Buried a half-mile deep under the icy plains of Greenland’s Hiawatha Glacier, scientists have discovered a giant crater. Nearly 20 miles wide, the crater is among the 25 largest in the world; for scale, NASA says it’s a bit bigger than the Washington, DC Beltway area.
Danish scientists first spotted the crater when reviewing topographical data in 2015, but it took some time to confirm, since it’s buried under 3,000 feet of ice. After examining additional satellite imagery and radar data collected during a fly-over of the area, the team was convinced of their discovery, which was published this week in the journal Science Advances.
Based on the shape of the crater and the sediment found in nearby glacial runoff, the scientists believe that the crater was likely caused by a meteorite strike less than 3 million years ago, possibly near the tail end of the Earth’s last ice age a mere 13,000 years ago. At its deepest point, the crater is around 1,000 feet below the surface of the ground, which means the meteorite could have been more than half a mile wide.
That has some scientists excited. A meteorite big enough to create the Hiawatha crater would also have disrupted life on Earth for centuries. Some researchers believe it could be the missing piece of a decade-long theory about why woolly mammoths, giant sloths, and early humans of the Clovis culture died out.

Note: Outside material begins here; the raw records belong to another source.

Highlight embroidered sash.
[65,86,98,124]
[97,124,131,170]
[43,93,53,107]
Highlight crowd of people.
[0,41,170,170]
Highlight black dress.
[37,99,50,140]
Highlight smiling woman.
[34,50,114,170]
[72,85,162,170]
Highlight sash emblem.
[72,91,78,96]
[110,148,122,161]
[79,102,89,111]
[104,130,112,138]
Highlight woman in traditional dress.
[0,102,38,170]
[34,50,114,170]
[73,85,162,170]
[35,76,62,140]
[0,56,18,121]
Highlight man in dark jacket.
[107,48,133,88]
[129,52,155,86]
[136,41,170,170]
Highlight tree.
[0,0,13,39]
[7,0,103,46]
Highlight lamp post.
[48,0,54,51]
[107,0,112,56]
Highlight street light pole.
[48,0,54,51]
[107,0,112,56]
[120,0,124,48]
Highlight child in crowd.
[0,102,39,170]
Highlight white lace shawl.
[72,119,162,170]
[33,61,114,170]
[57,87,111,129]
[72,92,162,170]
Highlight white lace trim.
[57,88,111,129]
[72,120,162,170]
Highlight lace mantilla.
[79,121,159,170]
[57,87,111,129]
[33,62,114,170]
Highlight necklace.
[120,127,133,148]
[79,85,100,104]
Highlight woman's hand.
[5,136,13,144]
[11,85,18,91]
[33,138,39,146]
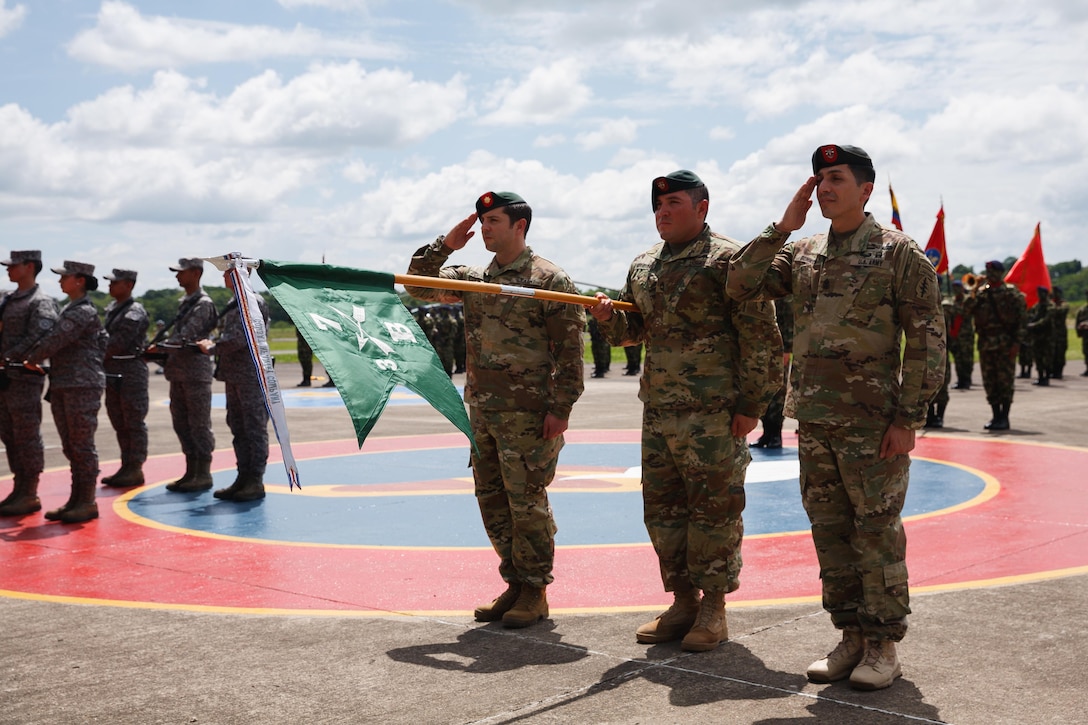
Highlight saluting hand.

Based on geological analyses, scientists believe that a 1,000-year-long cooling event called the Younger Dryas began around 12,800 years ago, and according to one theory published in a 2007 paper, the Younger Dryas was caused by “an extraterrestrial impact event.”
While the authors originally theorized the impact took place somewhere in North America, no one could find the crater in question, but it’s possible that this new Greenland discovery could be it. “I think we have the smoking gun,” geochemist Wendy Wolbach told Science Magazine.
But the paper’s lead author is reluctant to jump to conclusions, as exciting as they may be. “We do not discuss it in the paper, but I think it is a possibility,” geologist Kurt Kjær told National Geographic. “This may generate a lot of discussion, and we need to find out.”